–¡Tu esposa y su bastarda son del arroyo! –le espetó con una voz llena de ira.
Pedro se echó a reír.
–¿Qué te pasa, abuelo? –le preguntó–. Me exigiste que me casara y he hecho lo que me has pedido.
–Hay algo que deberías saber.
Los dientes de Paula castañeteaban con tanta fuerza que apenas podía hablar. Sentía una inmensa ira, pero estaba decidida a controlar su temperamento delante de Sofía, que estaba correteando en el patio que había detrás de la cocina. La niña ya se había visto sometida a suficiente fealdad por parte del abuelo de Pedro.
–¿Qué es lo que debería saber? –le dijo él con indiferencia.
–Comprendo español. Aprendí el idioma cuando viví con mi tía Viviana y con mi tío Carlos.
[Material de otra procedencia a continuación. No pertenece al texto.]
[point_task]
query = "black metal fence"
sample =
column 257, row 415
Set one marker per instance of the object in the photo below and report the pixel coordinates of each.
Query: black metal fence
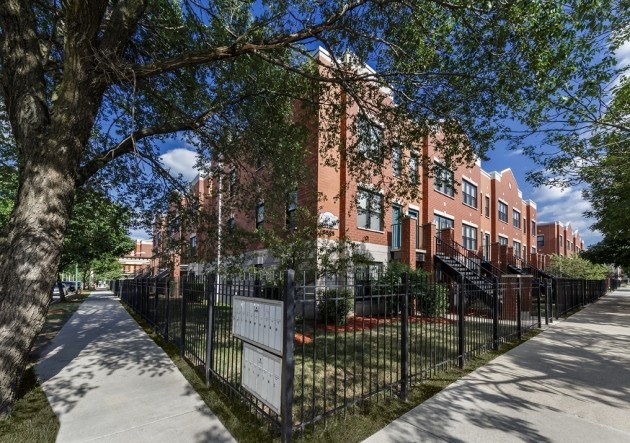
column 346, row 339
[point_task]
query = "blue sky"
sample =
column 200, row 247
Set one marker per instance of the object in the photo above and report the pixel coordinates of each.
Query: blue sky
column 554, row 204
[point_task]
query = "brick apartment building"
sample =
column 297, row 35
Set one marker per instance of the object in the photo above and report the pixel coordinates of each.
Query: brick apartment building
column 138, row 259
column 485, row 212
column 557, row 238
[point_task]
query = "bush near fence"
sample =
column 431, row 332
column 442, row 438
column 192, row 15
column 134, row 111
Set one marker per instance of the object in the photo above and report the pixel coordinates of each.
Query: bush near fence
column 409, row 332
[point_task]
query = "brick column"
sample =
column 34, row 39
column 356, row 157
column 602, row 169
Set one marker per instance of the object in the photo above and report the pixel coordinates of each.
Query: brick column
column 495, row 254
column 408, row 244
column 428, row 244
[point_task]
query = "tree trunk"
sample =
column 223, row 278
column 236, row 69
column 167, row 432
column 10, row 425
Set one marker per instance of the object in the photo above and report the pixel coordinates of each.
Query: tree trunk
column 29, row 259
column 62, row 293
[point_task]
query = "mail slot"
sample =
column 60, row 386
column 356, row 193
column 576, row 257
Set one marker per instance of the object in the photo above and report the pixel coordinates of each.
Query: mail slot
column 259, row 322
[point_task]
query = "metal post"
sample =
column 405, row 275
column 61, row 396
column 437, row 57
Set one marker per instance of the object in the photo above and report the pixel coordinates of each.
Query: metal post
column 404, row 341
column 538, row 304
column 460, row 314
column 183, row 318
column 168, row 309
column 548, row 294
column 288, row 362
column 519, row 295
column 495, row 314
column 209, row 291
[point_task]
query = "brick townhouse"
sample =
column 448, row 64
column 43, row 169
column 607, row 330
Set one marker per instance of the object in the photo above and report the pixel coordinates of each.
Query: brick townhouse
column 558, row 238
column 484, row 212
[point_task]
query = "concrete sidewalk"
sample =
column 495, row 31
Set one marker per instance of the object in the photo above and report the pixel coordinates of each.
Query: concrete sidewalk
column 571, row 383
column 108, row 381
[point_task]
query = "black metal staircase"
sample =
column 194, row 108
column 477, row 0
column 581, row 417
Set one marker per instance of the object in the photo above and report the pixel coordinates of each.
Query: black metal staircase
column 476, row 275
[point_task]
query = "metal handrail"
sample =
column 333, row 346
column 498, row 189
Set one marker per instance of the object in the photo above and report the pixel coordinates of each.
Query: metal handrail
column 466, row 257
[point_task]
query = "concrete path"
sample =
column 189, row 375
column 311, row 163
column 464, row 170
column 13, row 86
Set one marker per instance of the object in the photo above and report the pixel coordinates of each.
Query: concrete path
column 107, row 381
column 571, row 383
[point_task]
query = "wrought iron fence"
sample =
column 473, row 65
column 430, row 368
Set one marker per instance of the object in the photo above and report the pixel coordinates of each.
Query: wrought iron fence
column 349, row 339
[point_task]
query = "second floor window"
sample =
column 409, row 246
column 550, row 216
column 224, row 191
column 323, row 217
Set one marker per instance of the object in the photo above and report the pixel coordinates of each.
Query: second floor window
column 370, row 210
column 442, row 222
column 260, row 215
column 469, row 192
column 396, row 160
column 517, row 248
column 291, row 210
column 502, row 211
column 369, row 138
column 469, row 237
column 443, row 180
column 413, row 168
column 516, row 218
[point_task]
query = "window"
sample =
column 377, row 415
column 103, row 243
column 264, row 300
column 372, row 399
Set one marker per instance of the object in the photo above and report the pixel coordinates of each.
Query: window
column 517, row 248
column 370, row 210
column 443, row 180
column 413, row 168
column 396, row 160
column 291, row 210
column 442, row 222
column 502, row 211
column 260, row 215
column 516, row 218
column 396, row 227
column 232, row 182
column 369, row 138
column 469, row 237
column 193, row 245
column 469, row 192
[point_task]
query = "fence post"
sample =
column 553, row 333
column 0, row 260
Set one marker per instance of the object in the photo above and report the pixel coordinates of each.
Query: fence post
column 288, row 362
column 209, row 291
column 183, row 318
column 519, row 300
column 167, row 320
column 495, row 314
column 404, row 340
column 548, row 304
column 460, row 314
column 155, row 305
column 538, row 303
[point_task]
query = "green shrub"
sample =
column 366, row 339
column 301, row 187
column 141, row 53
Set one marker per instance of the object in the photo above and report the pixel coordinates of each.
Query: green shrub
column 334, row 305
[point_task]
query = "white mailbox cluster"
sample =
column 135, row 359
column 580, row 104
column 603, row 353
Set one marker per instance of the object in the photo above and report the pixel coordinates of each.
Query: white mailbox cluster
column 262, row 375
column 258, row 321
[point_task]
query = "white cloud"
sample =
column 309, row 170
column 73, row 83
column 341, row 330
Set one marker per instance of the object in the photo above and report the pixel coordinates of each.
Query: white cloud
column 566, row 206
column 180, row 161
column 623, row 55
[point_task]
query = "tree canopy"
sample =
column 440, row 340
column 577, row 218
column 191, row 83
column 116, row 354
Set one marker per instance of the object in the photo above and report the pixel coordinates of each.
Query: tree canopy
column 91, row 92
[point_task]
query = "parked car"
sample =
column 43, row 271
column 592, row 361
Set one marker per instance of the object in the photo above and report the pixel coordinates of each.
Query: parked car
column 68, row 286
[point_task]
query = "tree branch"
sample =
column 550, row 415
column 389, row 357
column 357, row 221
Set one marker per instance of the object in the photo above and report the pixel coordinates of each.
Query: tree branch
column 237, row 49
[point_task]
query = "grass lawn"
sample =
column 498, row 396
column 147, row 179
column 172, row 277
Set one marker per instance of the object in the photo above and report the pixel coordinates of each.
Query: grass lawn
column 32, row 419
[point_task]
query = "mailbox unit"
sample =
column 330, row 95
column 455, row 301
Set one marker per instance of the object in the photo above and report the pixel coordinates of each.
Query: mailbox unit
column 259, row 322
column 262, row 375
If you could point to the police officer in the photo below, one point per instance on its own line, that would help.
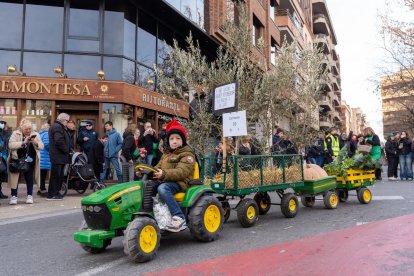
(331, 145)
(86, 137)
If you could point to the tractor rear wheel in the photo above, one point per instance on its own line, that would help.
(206, 219)
(142, 239)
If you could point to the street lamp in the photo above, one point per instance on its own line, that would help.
(101, 74)
(59, 72)
(11, 69)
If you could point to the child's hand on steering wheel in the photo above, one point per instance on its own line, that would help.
(158, 174)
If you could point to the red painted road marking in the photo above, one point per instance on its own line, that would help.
(378, 248)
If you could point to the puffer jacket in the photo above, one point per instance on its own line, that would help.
(44, 154)
(178, 166)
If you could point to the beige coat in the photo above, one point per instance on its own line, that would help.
(15, 143)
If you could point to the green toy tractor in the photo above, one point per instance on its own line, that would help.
(127, 210)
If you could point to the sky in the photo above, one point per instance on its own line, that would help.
(359, 45)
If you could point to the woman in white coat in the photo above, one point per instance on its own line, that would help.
(25, 143)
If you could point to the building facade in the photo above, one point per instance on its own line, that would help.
(95, 59)
(325, 38)
(397, 93)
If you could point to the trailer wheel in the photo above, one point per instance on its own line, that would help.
(307, 201)
(263, 202)
(364, 195)
(142, 239)
(289, 205)
(343, 195)
(247, 212)
(226, 209)
(330, 199)
(206, 219)
(90, 249)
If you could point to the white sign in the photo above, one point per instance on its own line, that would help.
(234, 124)
(225, 96)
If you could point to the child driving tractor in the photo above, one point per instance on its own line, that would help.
(175, 170)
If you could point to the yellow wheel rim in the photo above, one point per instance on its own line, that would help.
(263, 204)
(212, 218)
(366, 195)
(251, 212)
(148, 239)
(333, 200)
(292, 205)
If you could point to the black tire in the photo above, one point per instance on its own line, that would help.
(98, 186)
(90, 249)
(263, 202)
(307, 201)
(343, 195)
(364, 195)
(289, 205)
(64, 189)
(331, 200)
(134, 242)
(226, 209)
(247, 212)
(206, 208)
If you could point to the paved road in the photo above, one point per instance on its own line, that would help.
(44, 246)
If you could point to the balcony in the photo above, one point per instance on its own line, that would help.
(320, 24)
(326, 103)
(323, 42)
(289, 27)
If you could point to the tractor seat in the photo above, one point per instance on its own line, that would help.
(179, 197)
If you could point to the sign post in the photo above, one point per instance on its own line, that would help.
(225, 100)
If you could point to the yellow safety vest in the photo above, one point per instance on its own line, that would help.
(334, 145)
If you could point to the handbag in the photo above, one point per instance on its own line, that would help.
(18, 165)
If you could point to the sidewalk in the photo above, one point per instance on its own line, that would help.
(40, 205)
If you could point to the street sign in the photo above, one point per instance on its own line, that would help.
(234, 124)
(225, 98)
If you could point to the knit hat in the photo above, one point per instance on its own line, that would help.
(175, 127)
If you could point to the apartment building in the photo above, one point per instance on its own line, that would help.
(325, 38)
(397, 93)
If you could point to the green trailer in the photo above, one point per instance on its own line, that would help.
(323, 186)
(256, 175)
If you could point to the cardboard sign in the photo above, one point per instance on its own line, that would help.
(234, 124)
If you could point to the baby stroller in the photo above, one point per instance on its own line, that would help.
(79, 174)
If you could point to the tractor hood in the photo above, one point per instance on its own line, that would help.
(112, 192)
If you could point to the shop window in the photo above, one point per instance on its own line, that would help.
(84, 26)
(38, 112)
(119, 114)
(120, 27)
(11, 18)
(145, 77)
(43, 26)
(146, 46)
(81, 66)
(8, 58)
(31, 62)
(8, 112)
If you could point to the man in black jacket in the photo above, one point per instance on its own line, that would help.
(59, 146)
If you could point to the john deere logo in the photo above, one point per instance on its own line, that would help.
(104, 88)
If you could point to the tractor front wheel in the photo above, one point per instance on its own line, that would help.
(142, 239)
(90, 249)
(206, 219)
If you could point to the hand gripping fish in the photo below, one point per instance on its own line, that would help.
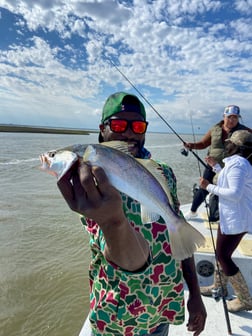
(140, 179)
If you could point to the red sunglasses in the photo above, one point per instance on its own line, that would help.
(121, 125)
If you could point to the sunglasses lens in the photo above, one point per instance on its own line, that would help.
(118, 126)
(139, 127)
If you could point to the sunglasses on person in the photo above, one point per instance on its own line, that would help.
(121, 125)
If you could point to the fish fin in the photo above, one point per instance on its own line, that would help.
(122, 146)
(154, 168)
(184, 240)
(147, 216)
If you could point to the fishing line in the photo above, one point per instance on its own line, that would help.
(199, 160)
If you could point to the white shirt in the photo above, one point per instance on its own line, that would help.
(234, 188)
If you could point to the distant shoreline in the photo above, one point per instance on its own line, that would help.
(41, 129)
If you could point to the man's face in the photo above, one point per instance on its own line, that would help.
(136, 140)
(230, 121)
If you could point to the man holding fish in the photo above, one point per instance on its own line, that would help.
(137, 270)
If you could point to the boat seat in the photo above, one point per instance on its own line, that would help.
(245, 247)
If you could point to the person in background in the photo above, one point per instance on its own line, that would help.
(136, 286)
(234, 188)
(215, 140)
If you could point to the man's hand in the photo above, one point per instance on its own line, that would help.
(88, 191)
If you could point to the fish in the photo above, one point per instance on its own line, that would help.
(141, 179)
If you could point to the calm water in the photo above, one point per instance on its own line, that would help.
(44, 251)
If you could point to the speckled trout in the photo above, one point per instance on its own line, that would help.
(140, 179)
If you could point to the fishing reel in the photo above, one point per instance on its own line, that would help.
(184, 152)
(217, 293)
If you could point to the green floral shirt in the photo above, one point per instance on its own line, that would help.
(126, 303)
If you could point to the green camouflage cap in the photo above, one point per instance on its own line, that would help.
(122, 102)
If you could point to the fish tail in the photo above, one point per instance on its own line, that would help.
(185, 240)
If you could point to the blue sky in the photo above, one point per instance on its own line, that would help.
(188, 58)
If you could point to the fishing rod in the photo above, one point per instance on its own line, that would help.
(160, 116)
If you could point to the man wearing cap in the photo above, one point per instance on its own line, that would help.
(136, 286)
(234, 188)
(215, 140)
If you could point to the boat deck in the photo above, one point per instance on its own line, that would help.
(241, 323)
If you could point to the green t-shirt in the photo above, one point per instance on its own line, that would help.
(126, 303)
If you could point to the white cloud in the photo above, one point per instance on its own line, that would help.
(185, 56)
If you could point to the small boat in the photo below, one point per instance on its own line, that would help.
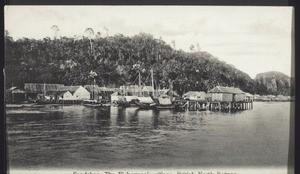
(165, 106)
(145, 105)
(92, 104)
(164, 102)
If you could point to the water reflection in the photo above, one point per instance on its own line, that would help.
(121, 137)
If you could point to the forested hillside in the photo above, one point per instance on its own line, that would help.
(70, 60)
(276, 82)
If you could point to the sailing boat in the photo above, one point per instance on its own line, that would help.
(92, 103)
(145, 102)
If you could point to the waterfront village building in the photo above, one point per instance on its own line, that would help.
(194, 95)
(79, 93)
(226, 94)
(34, 90)
(64, 95)
(271, 97)
(249, 97)
(15, 95)
(98, 93)
(256, 97)
(94, 91)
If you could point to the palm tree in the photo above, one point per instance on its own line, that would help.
(56, 30)
(92, 75)
(89, 32)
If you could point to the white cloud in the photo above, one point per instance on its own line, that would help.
(253, 39)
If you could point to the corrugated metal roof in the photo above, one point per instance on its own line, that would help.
(147, 88)
(72, 89)
(195, 93)
(223, 89)
(40, 87)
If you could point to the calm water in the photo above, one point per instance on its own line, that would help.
(75, 136)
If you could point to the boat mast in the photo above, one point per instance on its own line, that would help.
(44, 90)
(93, 90)
(140, 85)
(152, 83)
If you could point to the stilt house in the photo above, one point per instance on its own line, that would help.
(226, 94)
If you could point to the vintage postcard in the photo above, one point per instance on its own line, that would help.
(149, 89)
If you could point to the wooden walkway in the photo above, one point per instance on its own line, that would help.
(212, 106)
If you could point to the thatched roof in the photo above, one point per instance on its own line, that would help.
(40, 87)
(72, 89)
(11, 89)
(223, 89)
(18, 91)
(248, 94)
(92, 88)
(147, 88)
(195, 93)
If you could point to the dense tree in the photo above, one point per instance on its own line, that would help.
(70, 61)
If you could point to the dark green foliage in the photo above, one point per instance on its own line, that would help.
(69, 61)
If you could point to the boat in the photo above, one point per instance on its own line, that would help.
(92, 104)
(144, 105)
(164, 102)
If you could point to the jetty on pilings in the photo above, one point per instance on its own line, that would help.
(212, 105)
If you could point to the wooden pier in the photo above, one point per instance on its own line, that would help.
(213, 105)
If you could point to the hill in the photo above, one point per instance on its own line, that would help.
(114, 59)
(276, 82)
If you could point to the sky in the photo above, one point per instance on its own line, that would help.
(253, 39)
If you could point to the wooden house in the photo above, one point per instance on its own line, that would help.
(194, 95)
(249, 97)
(64, 95)
(15, 95)
(94, 91)
(79, 93)
(256, 97)
(116, 96)
(33, 89)
(226, 94)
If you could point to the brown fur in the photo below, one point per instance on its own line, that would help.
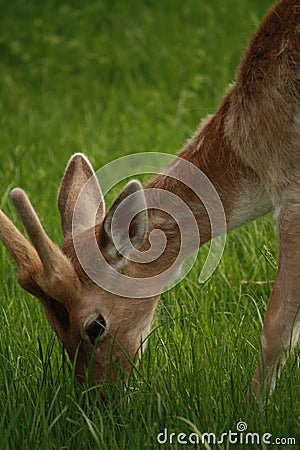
(249, 149)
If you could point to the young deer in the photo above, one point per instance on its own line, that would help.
(249, 149)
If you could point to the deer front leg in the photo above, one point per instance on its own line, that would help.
(282, 321)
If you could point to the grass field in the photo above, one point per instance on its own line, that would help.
(110, 78)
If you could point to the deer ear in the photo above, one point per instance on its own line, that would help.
(78, 172)
(125, 224)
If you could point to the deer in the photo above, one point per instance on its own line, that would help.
(249, 150)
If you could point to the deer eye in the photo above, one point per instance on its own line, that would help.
(96, 329)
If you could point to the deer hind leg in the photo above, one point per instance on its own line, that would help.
(282, 321)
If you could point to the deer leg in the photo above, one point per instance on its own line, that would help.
(282, 321)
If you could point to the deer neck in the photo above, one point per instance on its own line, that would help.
(221, 185)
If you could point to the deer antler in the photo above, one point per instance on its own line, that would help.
(42, 264)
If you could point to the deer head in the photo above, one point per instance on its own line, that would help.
(101, 331)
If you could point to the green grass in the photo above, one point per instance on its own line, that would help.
(110, 78)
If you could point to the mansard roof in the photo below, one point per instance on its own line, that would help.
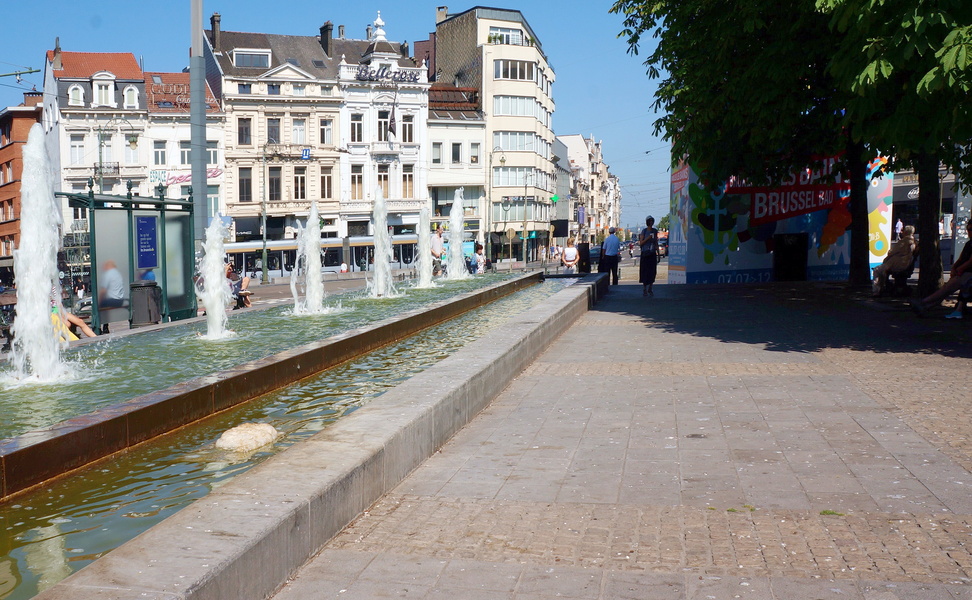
(304, 52)
(82, 65)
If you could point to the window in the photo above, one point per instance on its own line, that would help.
(243, 132)
(77, 149)
(300, 183)
(327, 189)
(383, 120)
(326, 126)
(273, 184)
(212, 200)
(357, 182)
(517, 141)
(103, 94)
(408, 183)
(75, 96)
(159, 152)
(408, 129)
(131, 155)
(273, 130)
(246, 184)
(383, 180)
(131, 97)
(522, 70)
(505, 35)
(251, 59)
(300, 132)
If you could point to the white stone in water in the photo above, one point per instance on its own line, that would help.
(247, 437)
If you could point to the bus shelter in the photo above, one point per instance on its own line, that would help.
(141, 256)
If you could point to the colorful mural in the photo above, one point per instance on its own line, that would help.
(730, 232)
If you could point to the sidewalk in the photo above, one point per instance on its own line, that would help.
(790, 442)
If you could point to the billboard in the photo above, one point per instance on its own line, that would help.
(729, 232)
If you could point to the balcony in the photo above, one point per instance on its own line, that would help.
(106, 169)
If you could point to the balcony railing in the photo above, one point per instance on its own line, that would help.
(106, 169)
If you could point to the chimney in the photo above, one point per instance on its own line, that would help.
(56, 63)
(326, 30)
(214, 23)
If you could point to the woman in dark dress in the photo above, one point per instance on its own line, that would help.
(648, 241)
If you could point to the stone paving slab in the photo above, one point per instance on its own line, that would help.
(711, 442)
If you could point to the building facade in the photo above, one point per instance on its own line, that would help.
(321, 119)
(496, 52)
(15, 124)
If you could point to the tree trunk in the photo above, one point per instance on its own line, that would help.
(929, 208)
(860, 252)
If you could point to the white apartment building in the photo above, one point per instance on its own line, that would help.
(109, 125)
(457, 134)
(319, 118)
(496, 52)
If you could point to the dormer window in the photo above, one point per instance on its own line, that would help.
(75, 95)
(131, 97)
(252, 58)
(103, 89)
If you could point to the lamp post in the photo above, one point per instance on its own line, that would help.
(489, 199)
(526, 183)
(264, 278)
(132, 143)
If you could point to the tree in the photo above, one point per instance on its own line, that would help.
(907, 66)
(745, 91)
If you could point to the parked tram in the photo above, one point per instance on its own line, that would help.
(357, 253)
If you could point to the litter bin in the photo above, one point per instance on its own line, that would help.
(146, 303)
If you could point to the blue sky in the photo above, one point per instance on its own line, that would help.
(600, 90)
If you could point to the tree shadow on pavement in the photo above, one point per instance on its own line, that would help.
(793, 317)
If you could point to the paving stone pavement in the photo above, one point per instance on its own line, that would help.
(789, 442)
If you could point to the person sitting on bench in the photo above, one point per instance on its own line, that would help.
(239, 286)
(899, 259)
(960, 274)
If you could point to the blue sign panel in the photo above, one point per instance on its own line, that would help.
(146, 242)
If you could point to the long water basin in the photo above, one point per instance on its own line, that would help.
(119, 369)
(47, 534)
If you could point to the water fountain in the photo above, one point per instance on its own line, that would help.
(424, 250)
(457, 262)
(36, 352)
(309, 249)
(213, 287)
(381, 285)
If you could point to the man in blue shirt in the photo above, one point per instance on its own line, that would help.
(611, 259)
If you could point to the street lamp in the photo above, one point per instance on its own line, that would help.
(526, 183)
(489, 198)
(265, 279)
(132, 143)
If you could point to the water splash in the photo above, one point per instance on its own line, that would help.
(212, 286)
(381, 285)
(457, 262)
(36, 353)
(424, 250)
(309, 250)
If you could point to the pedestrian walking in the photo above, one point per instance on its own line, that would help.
(648, 271)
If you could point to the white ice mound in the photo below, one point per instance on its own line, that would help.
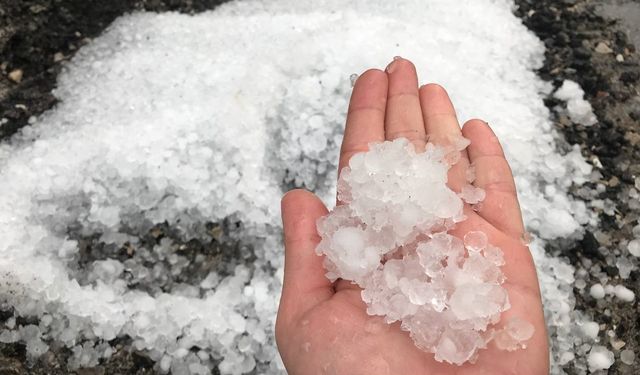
(390, 237)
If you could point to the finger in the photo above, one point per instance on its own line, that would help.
(442, 128)
(500, 206)
(305, 284)
(365, 119)
(403, 117)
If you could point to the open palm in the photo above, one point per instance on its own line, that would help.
(323, 327)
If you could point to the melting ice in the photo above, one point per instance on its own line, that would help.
(390, 237)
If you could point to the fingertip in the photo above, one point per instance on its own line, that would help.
(473, 124)
(401, 63)
(298, 202)
(483, 140)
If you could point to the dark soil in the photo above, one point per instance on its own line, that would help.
(37, 35)
(572, 31)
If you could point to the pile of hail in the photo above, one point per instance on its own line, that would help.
(390, 237)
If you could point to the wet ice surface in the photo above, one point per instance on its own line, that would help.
(389, 236)
(190, 119)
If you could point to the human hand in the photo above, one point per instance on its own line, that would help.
(322, 327)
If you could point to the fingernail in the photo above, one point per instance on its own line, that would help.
(353, 78)
(391, 66)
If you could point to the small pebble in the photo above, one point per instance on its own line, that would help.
(16, 75)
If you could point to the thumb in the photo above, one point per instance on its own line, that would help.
(304, 282)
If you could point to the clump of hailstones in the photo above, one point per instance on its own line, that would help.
(389, 236)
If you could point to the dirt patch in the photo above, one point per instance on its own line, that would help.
(36, 36)
(596, 52)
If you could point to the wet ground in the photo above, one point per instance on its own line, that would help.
(591, 42)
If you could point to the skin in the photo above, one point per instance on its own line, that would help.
(323, 327)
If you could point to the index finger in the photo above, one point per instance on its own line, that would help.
(365, 119)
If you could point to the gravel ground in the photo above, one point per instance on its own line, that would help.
(590, 42)
(576, 34)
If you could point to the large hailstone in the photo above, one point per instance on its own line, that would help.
(389, 236)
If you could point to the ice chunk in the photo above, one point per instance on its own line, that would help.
(624, 293)
(579, 110)
(634, 247)
(597, 291)
(600, 358)
(514, 335)
(627, 357)
(390, 237)
(475, 241)
(591, 329)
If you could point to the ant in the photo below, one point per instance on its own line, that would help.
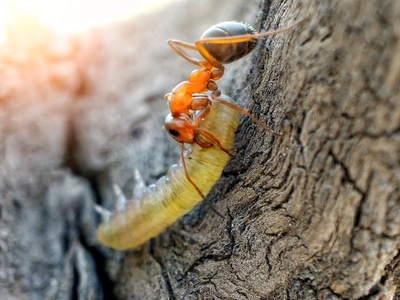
(189, 102)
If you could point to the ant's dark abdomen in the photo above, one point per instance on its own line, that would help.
(231, 50)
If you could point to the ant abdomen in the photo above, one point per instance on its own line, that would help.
(230, 51)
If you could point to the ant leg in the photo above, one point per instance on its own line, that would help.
(200, 101)
(177, 46)
(247, 113)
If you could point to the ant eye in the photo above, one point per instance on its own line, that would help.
(173, 132)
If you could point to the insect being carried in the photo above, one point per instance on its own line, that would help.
(201, 117)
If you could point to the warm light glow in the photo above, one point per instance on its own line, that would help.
(73, 15)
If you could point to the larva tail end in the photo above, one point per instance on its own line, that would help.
(121, 200)
(104, 213)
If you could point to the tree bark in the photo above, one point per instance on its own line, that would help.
(311, 214)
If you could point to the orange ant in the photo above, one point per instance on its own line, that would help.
(188, 102)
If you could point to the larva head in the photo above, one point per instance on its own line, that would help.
(230, 50)
(180, 128)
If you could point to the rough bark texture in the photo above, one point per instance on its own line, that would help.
(314, 214)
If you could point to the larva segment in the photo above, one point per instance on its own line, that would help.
(173, 195)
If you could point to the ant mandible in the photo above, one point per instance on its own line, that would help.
(188, 102)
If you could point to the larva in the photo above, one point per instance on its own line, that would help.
(156, 207)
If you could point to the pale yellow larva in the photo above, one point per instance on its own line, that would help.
(156, 207)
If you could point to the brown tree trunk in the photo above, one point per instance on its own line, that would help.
(313, 214)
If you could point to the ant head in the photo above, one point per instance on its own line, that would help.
(180, 128)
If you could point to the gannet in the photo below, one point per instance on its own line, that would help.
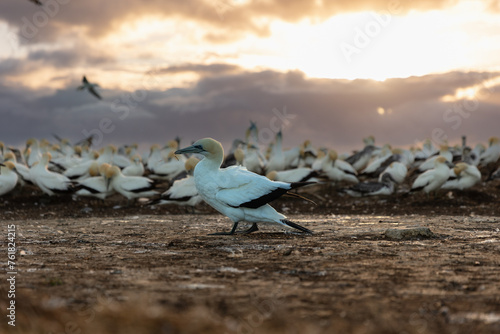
(130, 186)
(49, 182)
(466, 177)
(97, 184)
(384, 187)
(492, 153)
(183, 191)
(236, 192)
(434, 178)
(276, 160)
(136, 168)
(396, 170)
(90, 87)
(303, 174)
(338, 170)
(8, 177)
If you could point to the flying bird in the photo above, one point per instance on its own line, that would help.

Él es español.
–Ah…
Paula quería gritarle, pero peor que la ira era la sensación de sentirse herida, que le apretaba el pecho como si fuera una brida de acero.
–Tu abuelo dijo que soy del arroyo y que Sofía es una bastarda – replicó tragando saliva–. Técnicamente, supongo que es cierto, dado que no estaba casada con el padre de Sofía cuando me quedé embarazada, pero nunca he lamentado ni por un segundo tener a mi hija y no voy a permitir que tu abuelo la disguste.
–Mi abuelo tiene unos puntos de vista muy pasados de moda – comentó Pedro mientras se encogía de hombros. Se siente desilusionado porque yo no me haya casado con la hija de un duque. A Alfredo le impresionan mucho los títulos nobiliarios.
–Me arrojaste a los leones deliberadamente. No me defendiste cuando tu abuelo dijo esas cosas tan horribles sobre mí.
No solo era el enfado que sentía lo que le irritaba la garganta y le impedía tragar. Comprendió en ese momento que todo su malestar se debía a un virus parecido a la gripe, que seguramente era responsable de los vómitos de aquella mañana.
–Mamá, ¿Le puedo dar un poco de yogur al gato?
Paula se obligó a sonreír por Sofía.
–No creo que los gatos tomen yogur, cielo. Quiero que te sientes y termines de comer.
Paula sentó a la niña a la mesa, que estaba bajo la sombra de una pérgola. Pedor las había llevado a la cocina después del encontronazo con el abuelo para que la cocinera le preparara a Sofía algo de comer. Por suerte, la niña se había distraído un poco cuando vio a un gato en el precioso patio, lleno de macetas de terracota que contenían una amplia variedad de hierbas aromáticas. Mientras Sofía se tomaba un bol de fruta fresca y un yogur, Paula siguió hablando con Pedro.
–No comprendo por qué me has elegido a mí para que sea tu esposa si sabías que tu abuelo no me daría su aprobación.
Paula lo miró fijamente y vió una profunda crueldad en sus rasgos. Sintió que un escalofrío le recorría el cuerpo.
–De eso se trataba, ¿Verdad? –añadió ella–. Estabas furioso porque tu abuelo hubiera insistido en que te casaras antes de que te nombrara presidente, por lo que has decidido pagarle casándote con una mujer que sabías que él despreciaría. Una madre soltera del arroyo.